Lo que sí recordó a detalle puro fue la charla que su padre les dio a ambas, en solitario, sin la presencia de su madre en la habitación. Siempre cargaba su pañuelo de algodón en la mano.

—Hijas, ya son señoritas, y están creciendo —Dijo. La tos le interrumpió. Cindy siempre apartaba a sus ojos, pues le dolía sobremanera el solo oír a su padre, y el verlo era aún peor—. El doctor ya les habló sobre lo que son las... —La tos volvió a interrumpirle, ahora más fuerte— sobre las relaciones sexuales. Yo no les voy a impedir que las tengan. Llegará el día en que tengan un novio o una novia, y querrán hacerlo. Lo único que les pido es que se cuiden, sin importar qué tanto les esté volando la cabeza.

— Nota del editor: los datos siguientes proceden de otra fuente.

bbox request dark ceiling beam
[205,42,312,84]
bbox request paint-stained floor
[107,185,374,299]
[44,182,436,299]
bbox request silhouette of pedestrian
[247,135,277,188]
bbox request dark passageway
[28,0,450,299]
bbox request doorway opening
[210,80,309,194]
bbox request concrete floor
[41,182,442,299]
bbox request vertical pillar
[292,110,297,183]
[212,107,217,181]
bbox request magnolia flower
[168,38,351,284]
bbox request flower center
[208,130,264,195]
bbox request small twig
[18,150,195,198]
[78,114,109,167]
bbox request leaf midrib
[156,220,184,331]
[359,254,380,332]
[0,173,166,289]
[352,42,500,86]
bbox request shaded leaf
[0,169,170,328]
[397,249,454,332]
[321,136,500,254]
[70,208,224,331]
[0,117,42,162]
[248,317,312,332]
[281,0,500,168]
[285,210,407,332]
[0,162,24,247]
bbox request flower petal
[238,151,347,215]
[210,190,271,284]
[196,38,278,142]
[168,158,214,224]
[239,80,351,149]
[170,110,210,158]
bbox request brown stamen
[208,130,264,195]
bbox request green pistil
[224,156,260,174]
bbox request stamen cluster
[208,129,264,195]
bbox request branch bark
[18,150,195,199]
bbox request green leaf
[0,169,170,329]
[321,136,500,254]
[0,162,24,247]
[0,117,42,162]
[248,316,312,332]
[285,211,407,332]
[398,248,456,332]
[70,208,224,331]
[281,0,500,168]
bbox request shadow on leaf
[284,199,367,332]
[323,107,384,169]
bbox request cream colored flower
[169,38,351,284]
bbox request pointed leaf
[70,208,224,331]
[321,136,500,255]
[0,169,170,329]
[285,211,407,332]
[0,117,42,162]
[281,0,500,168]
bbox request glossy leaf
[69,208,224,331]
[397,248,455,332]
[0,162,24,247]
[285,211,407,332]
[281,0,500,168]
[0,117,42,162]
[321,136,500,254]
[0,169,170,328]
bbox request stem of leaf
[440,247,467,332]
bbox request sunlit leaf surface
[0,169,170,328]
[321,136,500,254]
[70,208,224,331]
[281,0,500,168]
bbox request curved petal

Y que sepan que nadie tiene derecho a obligarlas a nada; no existen las «demostraciones de amor», esas son puras idioteces, no existe excusa para no cuidarse. Si ustedes no quieren hacer algo, sea el motivo que sea, nadie las puede obligar —Otra vez, tos—. Nadie tiene derecho a obligarlas, y si alguien les dice «si me amas, tienes que hacer esto como muestra de amor», entonces sepárense, porque esa persona no vale la pena, porque alguien que sí valga la pena entendería el hecho de que no quieran hacer algo, y lo respetaría. Ustedes son mi mundo, las estrellas de mi vida, y no quisiera que ningún o ninguna idiota las obligara a hacer cosas que no quieren. Y les pido que tengan la confianza de decirme a mí o a su madre cuando van a tener su primera relación, si es que lo están planeando con alguna pareja, para que de esa forma podamos ayudarles, ya sea dándoles los medios o simplemente para estar seguros —Hizo una pausa para verlas—. Las amo tanto...

¡Pam! Sonó la cabeza de Cindy contra la ventana, despertándola de golpe.

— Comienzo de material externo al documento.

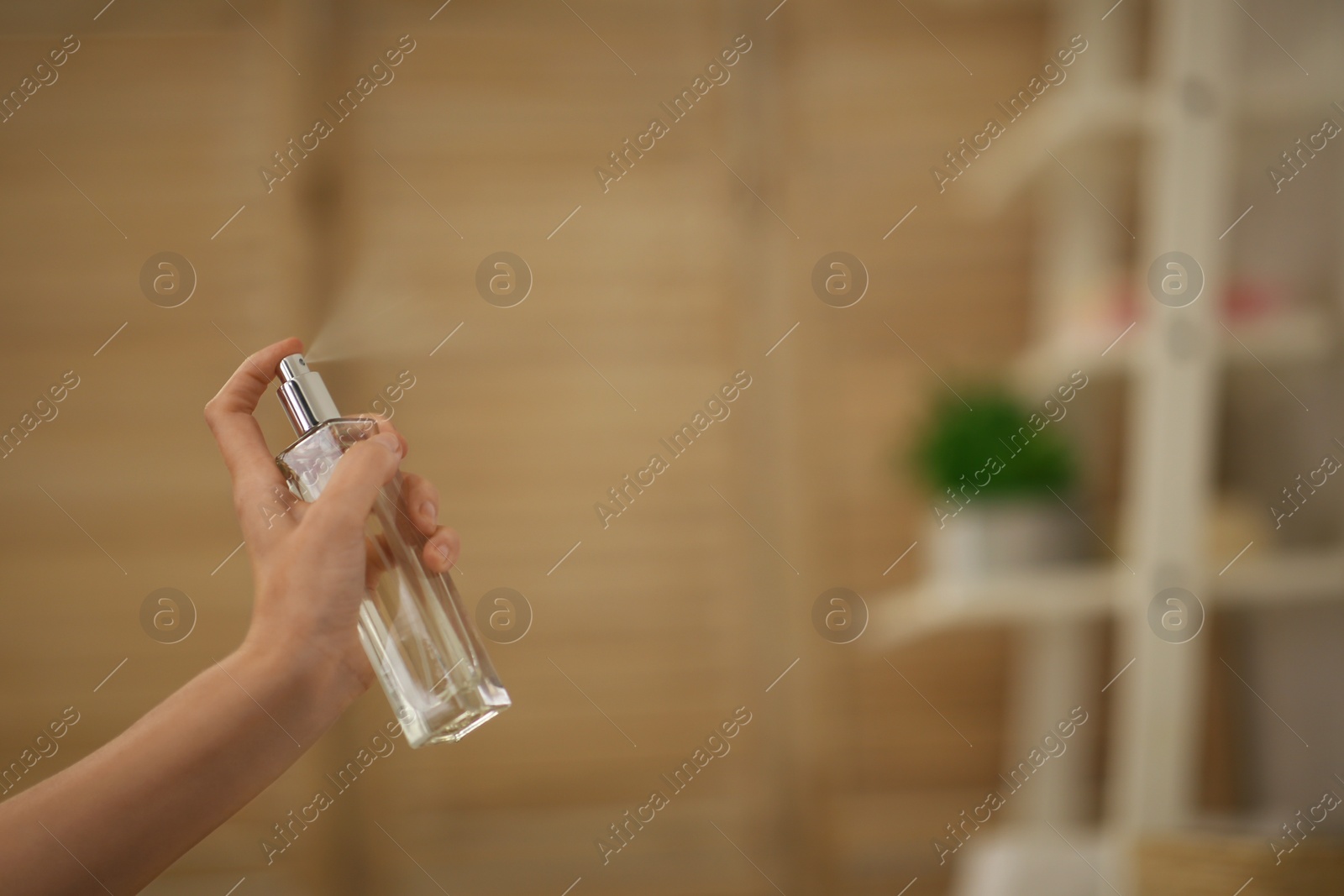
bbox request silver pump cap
[276,354,340,435]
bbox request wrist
[229,631,367,748]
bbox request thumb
[304,432,402,538]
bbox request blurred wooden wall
[0,0,1046,896]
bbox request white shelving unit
[869,0,1344,896]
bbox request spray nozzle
[276,354,340,435]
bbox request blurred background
[0,0,1344,896]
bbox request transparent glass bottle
[276,354,509,747]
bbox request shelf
[1013,311,1335,391]
[869,564,1127,649]
[869,548,1344,650]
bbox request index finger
[206,338,304,489]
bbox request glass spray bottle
[276,354,509,747]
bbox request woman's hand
[0,340,459,893]
[206,338,459,713]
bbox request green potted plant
[900,387,1082,579]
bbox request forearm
[0,646,354,896]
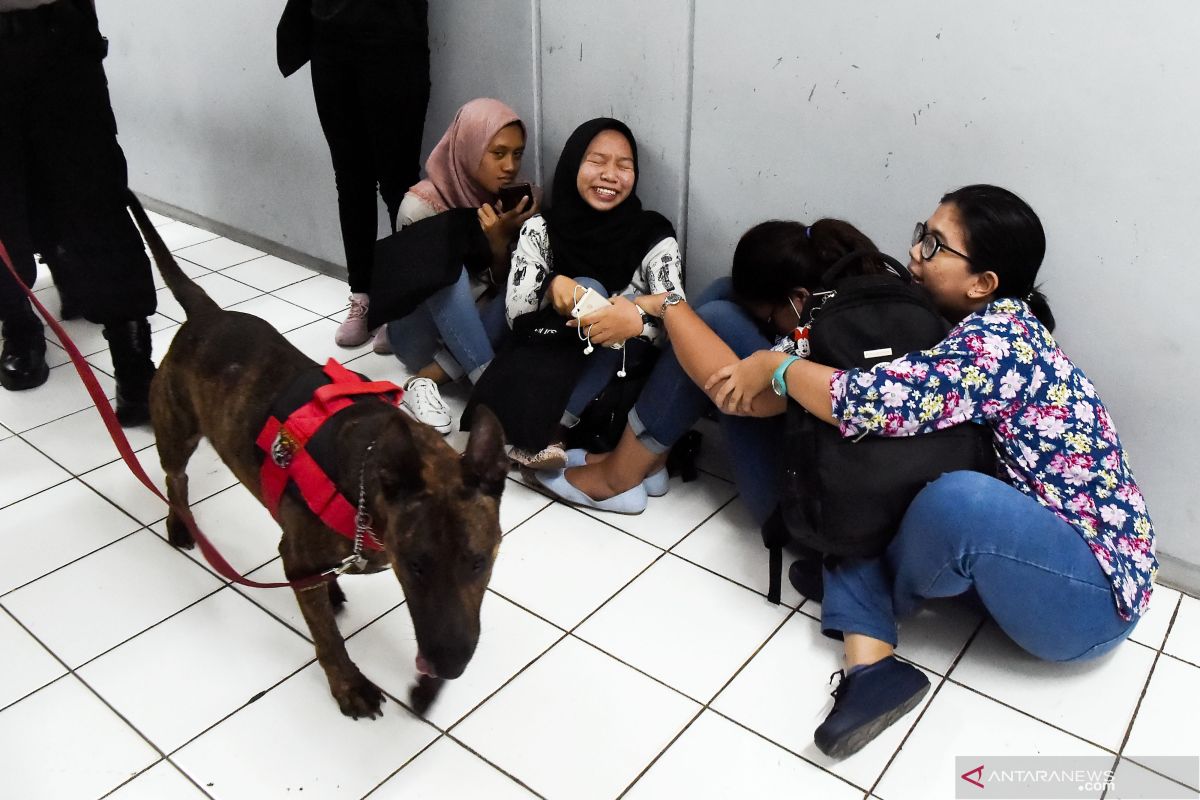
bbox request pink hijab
[408,97,524,212]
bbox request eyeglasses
[912,222,971,261]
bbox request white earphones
[571,284,628,378]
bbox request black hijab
[546,116,674,293]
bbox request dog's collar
[354,439,383,563]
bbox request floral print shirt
[829,297,1158,619]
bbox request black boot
[0,303,50,392]
[104,319,154,428]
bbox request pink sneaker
[334,294,371,347]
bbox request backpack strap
[760,506,791,606]
[821,249,912,287]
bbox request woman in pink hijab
[364,97,538,433]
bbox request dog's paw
[330,675,388,720]
[167,512,196,551]
[408,675,445,717]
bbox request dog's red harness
[256,359,404,551]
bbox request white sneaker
[401,378,454,435]
[334,294,371,347]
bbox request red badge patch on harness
[257,359,404,549]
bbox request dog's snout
[424,643,475,680]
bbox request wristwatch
[770,355,800,397]
[659,291,686,319]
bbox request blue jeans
[629,278,784,525]
[821,473,1136,661]
[388,270,509,383]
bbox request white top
[396,192,438,228]
[504,213,684,347]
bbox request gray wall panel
[688,0,1200,573]
[541,0,690,236]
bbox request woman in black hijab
[463,118,683,469]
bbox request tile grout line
[1102,593,1196,800]
[0,606,212,798]
[866,615,988,795]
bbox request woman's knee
[892,471,1014,561]
[905,470,1012,521]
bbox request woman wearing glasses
[706,186,1158,758]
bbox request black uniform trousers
[0,0,156,327]
[311,0,430,293]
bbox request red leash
[0,242,338,589]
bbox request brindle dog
[130,194,508,717]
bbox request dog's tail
[127,191,221,319]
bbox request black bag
[763,252,996,602]
[367,209,492,330]
[275,0,312,78]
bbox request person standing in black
[0,0,156,426]
[280,0,430,347]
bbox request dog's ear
[371,416,425,497]
[462,405,509,495]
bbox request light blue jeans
[821,473,1136,661]
[388,270,509,383]
[629,278,784,525]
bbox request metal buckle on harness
[322,553,367,575]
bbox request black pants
[312,2,430,291]
[0,0,156,323]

—¡Mamá, me hice mierda el culo! —Reclamó Elizabeth, molesta mientras se quitaba los auriculares.

—¡Lo siento! —Rió Raquel— Perdí la habilidad de esquivar pozos. Ay, Miguela me va a matar... Pero miren, ya casi llegamos.

Cindy miró por la ventana. El auto se tambaleaba por la larga carretera de tierra. Al lado del vehículo se divisaban las colosales columnas de la altísima carretera. Al lado de la ancha carretera había otra mucho más delgada, y más alta, en la cual vio pasar un gran tren que avanzó fugaz hasta perderse en la vista, donde los árboles del campo lo escondían a la distancia.